Benefits of technology

[0007]SPR technology exploits surface plasmons (special electromagnetic waves) that can be excited at certain metal interfaces, most notably silver and gold. When incident light is coupled with the metal interface at angles greater than the critical angle, the reflected light exhibits a sharp attenuation (SPR minimum) in reflectivity owing to the resonant transfer of energy from the incident light to a surface plasmon. The incident angle (or wavelength) at which the resonance occurs is highly dependent upon the refractive index in the immediate vicinity of the metal surface. Binding of biomolecules at the surface changes the local refractive index and results in a shift of the SPR minimum. By monitoring changes in the SPR signal, it is possible to measure binding activities at the surface in real time. Traditional SPR spectroscopy sensors, which measure the entire SPR curve as a function of angle or wavelength, have been widely used, but offer limited throughput. The high-throughput capability of a high-throughput SPR instrument is largely due to its imaging system. The development of SPR imaging allows for the simultaneous measurement of thousands of biomolecule interactions.

[0009]The SPR instrument is an optical biosensor that measures binding events of biomolecules at a metal surface by detecting changes in the local refractive index. The depth probed at the metal-aqueous interface is typically 200 nm, making SPR a surface-sensitive technique ideal for studying interactions between immobilized biomolecules and a solution-phase analyte. SPR technology offers several advantages over conventional techniques, such as fluorescence or ELISA (enzyme-linked immunosorbent assay) based approaches. First, because SPR measurements are based on refractive index changes, detection of an analyte is label free and direct. The analyte does not require any special characteristics or labels (radioactive or fluorescent) and can be detected directly, without the need for multistep detection protocols. Secondly, the measurements can be performed in real time, allowing the user to collect kinetic data, as well as thermodynamic data. Lastly, SPR is a versatile technique, capable of detecting analytes over a wide range of molecular weights and binding affinities. Therefore, SPR technology is a powerful tool for studying biomolecule interactions. So far, in research settings, SPR based techniques have been used to investigate protein-peptide interactions, cellular ligation, protein-DNA interactions, and DNA hybridization. However, SPR based approaches have not yet been explored in clinical medicine, especially in clinical laboratory medicine.

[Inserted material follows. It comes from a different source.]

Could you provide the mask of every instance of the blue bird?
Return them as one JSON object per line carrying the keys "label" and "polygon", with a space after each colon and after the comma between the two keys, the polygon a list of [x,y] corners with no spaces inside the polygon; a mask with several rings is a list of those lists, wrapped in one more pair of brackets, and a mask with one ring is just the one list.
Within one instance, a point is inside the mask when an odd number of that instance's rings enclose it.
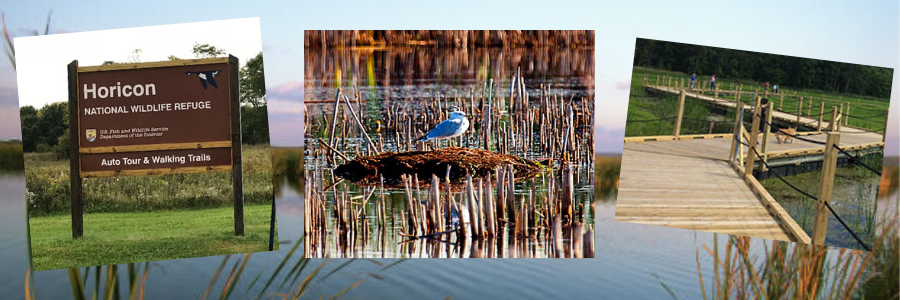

[0043]The present invention generally relates to a method of using SPR technology to detect tumor markers. More specifically, the present invention relates to using SPR technology to qualitatively detect different tumor markers in cell protein extracted from a tumor tissue, and used for the diagnosis of undifferentiated tumors. In addition, the present invention provides an efficient formula to make a mixed SAM that can greatly enhance the immobilization ability of the metal surface, which is desirable for the immobilization of monoclonal antibodies of tumor markers to be detected.

[0044]To detect tumor markers and used for the diagnosis of undifferentiated tumors, the tumor markers suitable for the present invention can be selected from the group consisting of Ker, EMA, LCA, S-100, HMB-45, PLAP, Desmin, MBP, FVIII-R:Ag, NF, and CG. To enhance the sensitivity and specificity of the SPR immunoassay, a link layer is attached onto the gold film on the surface of a glass chip which serves as a functional structure for further modification of the gold film surface. So far, several immobilization chemistries are suitable for the formation of the link layer, including alkanethiols, hydrogel, silanes, polymer films and polypeptides. Moreover, there are several methods to attach the link layer onto the thin gold surface, such as the Langmuir-Blodgett film method and the self-assembled monolayer (SAM) approach.

Problems solved by technology

Traditional SPR spectroscopy sensors, which measure the entire SPR curve as a function of angle or wavelength, have been widely used, but offer limited throughput.